Morocco-South Africa: on the Double Speak of a Pro-Separatism Journalist
The rapprochement between Morocco and South Africa seems to annoy some pro-separatism journalists who continue to spit their venom in the media. The diatribe written on Eyewitness News by Jean Jacques Cornish against Morocco is illustrative of the demise of the separatist discourse in Africa in general and in South Africa in particular.
In a letter to new ANC head, Cyril Ramaphosa, Cornish attempted hard to hide the sun with one finger denying the triumphal significance of Morocco’s return to the African Union and its growing clout in the continent.

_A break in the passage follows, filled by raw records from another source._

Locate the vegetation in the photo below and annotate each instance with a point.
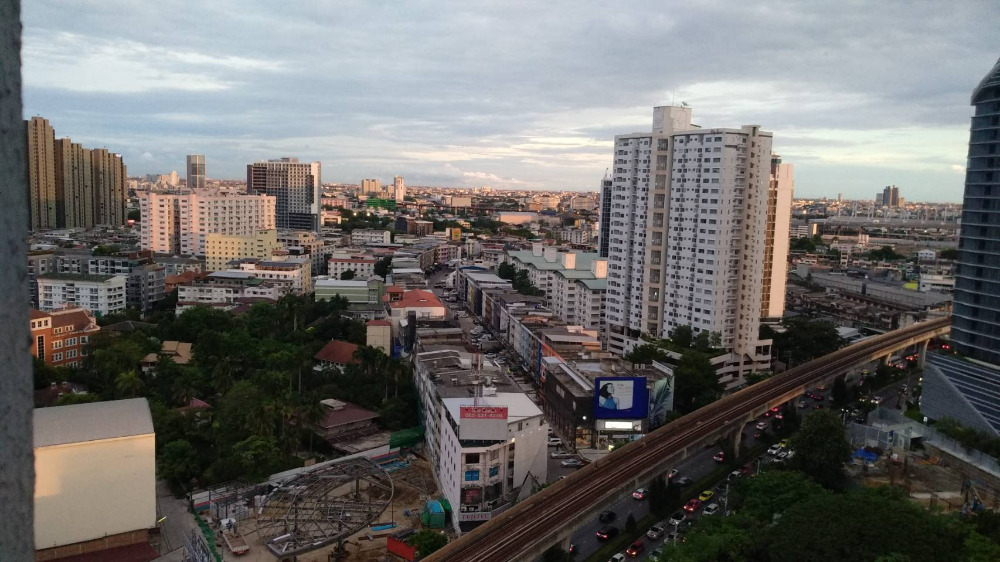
(519, 280)
(256, 372)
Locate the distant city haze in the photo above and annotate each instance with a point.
(520, 97)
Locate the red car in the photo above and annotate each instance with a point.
(692, 505)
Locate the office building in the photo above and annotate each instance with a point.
(70, 186)
(220, 249)
(295, 187)
(778, 237)
(59, 338)
(399, 189)
(100, 294)
(687, 232)
(179, 222)
(969, 391)
(196, 171)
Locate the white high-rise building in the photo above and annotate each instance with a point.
(399, 188)
(178, 222)
(295, 186)
(686, 232)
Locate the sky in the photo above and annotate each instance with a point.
(520, 95)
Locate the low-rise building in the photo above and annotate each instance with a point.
(485, 452)
(365, 236)
(95, 481)
(60, 337)
(100, 294)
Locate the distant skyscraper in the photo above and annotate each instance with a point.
(687, 233)
(399, 188)
(295, 185)
(71, 186)
(196, 171)
(41, 174)
(969, 391)
(779, 219)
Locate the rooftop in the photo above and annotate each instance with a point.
(80, 423)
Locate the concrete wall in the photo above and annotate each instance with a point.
(85, 491)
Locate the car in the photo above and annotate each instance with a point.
(692, 505)
(607, 533)
(656, 532)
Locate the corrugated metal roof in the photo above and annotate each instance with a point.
(61, 425)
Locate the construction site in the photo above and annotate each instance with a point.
(338, 510)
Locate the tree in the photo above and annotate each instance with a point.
(821, 449)
(682, 336)
(427, 542)
(178, 464)
(695, 381)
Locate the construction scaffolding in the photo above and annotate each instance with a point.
(323, 506)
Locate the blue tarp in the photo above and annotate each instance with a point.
(865, 455)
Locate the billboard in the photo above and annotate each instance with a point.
(620, 398)
(485, 423)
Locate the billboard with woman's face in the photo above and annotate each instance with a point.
(621, 398)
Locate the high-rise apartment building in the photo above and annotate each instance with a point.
(179, 222)
(295, 187)
(969, 390)
(371, 187)
(41, 174)
(196, 171)
(778, 235)
(687, 232)
(399, 189)
(71, 186)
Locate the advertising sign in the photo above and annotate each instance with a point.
(620, 398)
(483, 423)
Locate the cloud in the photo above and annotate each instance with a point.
(529, 90)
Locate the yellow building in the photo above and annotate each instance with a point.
(95, 478)
(220, 249)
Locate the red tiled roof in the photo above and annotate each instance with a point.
(350, 413)
(337, 351)
(416, 298)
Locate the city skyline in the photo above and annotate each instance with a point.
(492, 100)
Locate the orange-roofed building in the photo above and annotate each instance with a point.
(59, 337)
(423, 303)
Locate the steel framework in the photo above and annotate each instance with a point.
(323, 506)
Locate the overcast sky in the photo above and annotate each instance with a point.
(513, 94)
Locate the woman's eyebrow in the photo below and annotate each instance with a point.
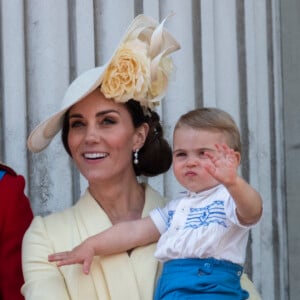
(98, 114)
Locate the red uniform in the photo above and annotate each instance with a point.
(15, 217)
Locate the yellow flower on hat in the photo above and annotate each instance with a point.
(128, 74)
(140, 68)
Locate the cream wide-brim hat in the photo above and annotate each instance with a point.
(143, 28)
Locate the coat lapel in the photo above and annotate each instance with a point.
(119, 276)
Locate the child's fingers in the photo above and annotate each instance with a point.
(86, 265)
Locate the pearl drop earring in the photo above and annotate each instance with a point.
(136, 157)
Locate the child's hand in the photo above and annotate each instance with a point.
(223, 164)
(82, 254)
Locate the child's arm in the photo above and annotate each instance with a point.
(118, 238)
(223, 167)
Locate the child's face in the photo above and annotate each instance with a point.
(189, 146)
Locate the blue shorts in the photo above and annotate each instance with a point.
(193, 278)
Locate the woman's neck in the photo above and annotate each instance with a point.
(121, 202)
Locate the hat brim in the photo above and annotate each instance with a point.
(42, 135)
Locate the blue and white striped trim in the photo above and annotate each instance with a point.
(2, 173)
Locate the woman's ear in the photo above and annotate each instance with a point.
(238, 156)
(141, 135)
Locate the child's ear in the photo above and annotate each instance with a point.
(141, 136)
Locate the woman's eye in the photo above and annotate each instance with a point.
(180, 154)
(75, 124)
(202, 154)
(108, 121)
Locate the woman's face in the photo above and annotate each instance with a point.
(102, 138)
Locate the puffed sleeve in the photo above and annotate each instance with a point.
(43, 280)
(15, 217)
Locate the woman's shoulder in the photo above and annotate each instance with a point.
(9, 170)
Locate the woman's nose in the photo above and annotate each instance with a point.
(92, 135)
(192, 162)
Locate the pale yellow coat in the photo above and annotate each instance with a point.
(114, 277)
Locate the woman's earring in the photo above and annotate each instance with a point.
(136, 157)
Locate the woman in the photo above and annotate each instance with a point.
(15, 218)
(112, 139)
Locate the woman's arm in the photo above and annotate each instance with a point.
(118, 238)
(43, 280)
(15, 218)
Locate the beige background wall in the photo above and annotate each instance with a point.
(239, 55)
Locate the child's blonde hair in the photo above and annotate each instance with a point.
(213, 119)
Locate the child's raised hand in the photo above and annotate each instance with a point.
(223, 164)
(82, 254)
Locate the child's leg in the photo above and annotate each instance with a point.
(211, 278)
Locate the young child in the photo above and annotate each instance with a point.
(203, 234)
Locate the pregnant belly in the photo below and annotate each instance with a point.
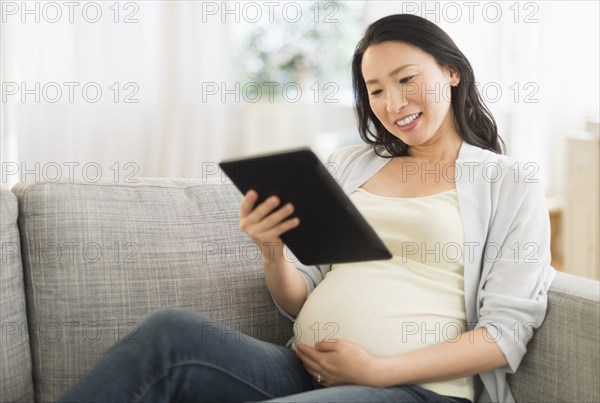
(377, 310)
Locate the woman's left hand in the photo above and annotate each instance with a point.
(339, 362)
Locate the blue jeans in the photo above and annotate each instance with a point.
(181, 356)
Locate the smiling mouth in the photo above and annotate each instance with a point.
(407, 120)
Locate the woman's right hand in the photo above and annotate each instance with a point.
(265, 226)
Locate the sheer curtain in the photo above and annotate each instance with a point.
(536, 63)
(120, 95)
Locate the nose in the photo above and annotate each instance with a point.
(396, 100)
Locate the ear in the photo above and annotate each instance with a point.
(454, 77)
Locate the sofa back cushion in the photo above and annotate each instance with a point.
(561, 364)
(99, 257)
(15, 357)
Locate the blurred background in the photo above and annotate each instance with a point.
(117, 90)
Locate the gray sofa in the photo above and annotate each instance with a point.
(83, 263)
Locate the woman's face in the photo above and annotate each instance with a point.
(409, 92)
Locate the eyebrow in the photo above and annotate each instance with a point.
(395, 71)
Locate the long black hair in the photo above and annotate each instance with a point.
(472, 119)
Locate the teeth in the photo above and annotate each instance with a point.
(407, 119)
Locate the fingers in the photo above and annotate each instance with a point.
(261, 223)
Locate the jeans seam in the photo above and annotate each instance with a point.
(205, 364)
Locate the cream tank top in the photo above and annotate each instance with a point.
(393, 306)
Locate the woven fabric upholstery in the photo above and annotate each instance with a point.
(15, 358)
(99, 257)
(562, 363)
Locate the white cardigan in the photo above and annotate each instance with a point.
(506, 251)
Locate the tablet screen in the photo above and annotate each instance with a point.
(331, 229)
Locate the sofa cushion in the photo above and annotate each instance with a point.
(15, 357)
(562, 361)
(98, 257)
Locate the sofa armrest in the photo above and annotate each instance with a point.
(563, 358)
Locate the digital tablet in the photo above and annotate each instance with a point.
(331, 229)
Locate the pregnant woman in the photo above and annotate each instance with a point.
(444, 320)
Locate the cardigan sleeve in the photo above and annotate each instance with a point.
(516, 271)
(313, 275)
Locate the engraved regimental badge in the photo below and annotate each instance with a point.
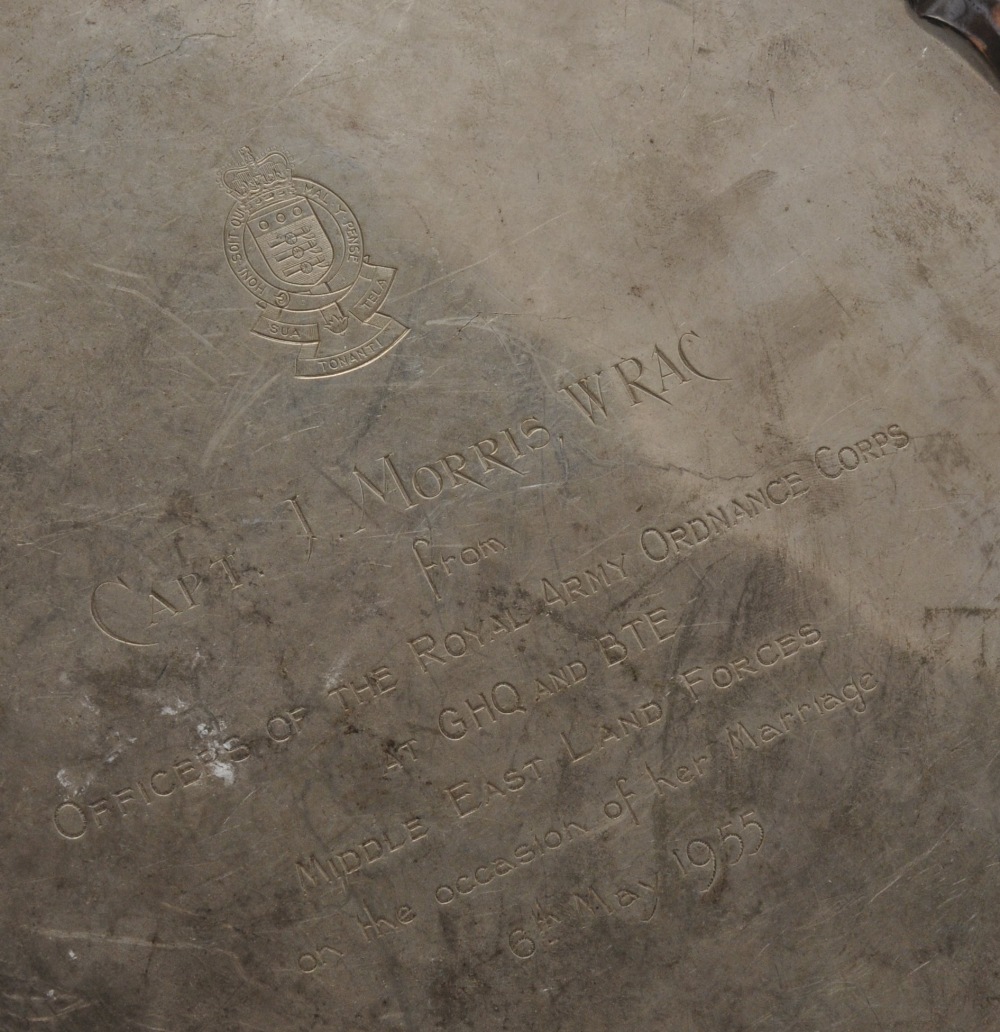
(297, 248)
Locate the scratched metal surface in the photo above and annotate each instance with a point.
(497, 518)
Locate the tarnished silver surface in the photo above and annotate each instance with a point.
(498, 523)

After he described Morocco as a country of tourism, oranges and drugs, he continued his hate speech, claiming, “Morocco has nothing to offer South Africa.” Such a statement is not only emanating of envy but also of ignorance about Morocco and the projects it has ushered with African heavy weights including Ethiopia and Nigeria.
Someone should have told Cornish to look in the mirror before attacking Morocco. The same journalist, when he was chairman of the French Alliance of Pretoria, has said last March at the screening of Leila Marrakchi’s film, Rock the Casbah, that “in the African continent, which swings between hope and despair, Morocco is rising thanks to the political and economic progress it has achieved as a land of hope and optimism”.
He added “It is high time that this great country, took the place it deserves in the African Union to continue to give its precious contribution to build Africa of the future.”
Such a double speak not only undermines the credibility of Cornish’s letter but makes him look inconsistent and self-contradictory and hence unqualified to give an advice to the ANC leader on his future African policy to say the least.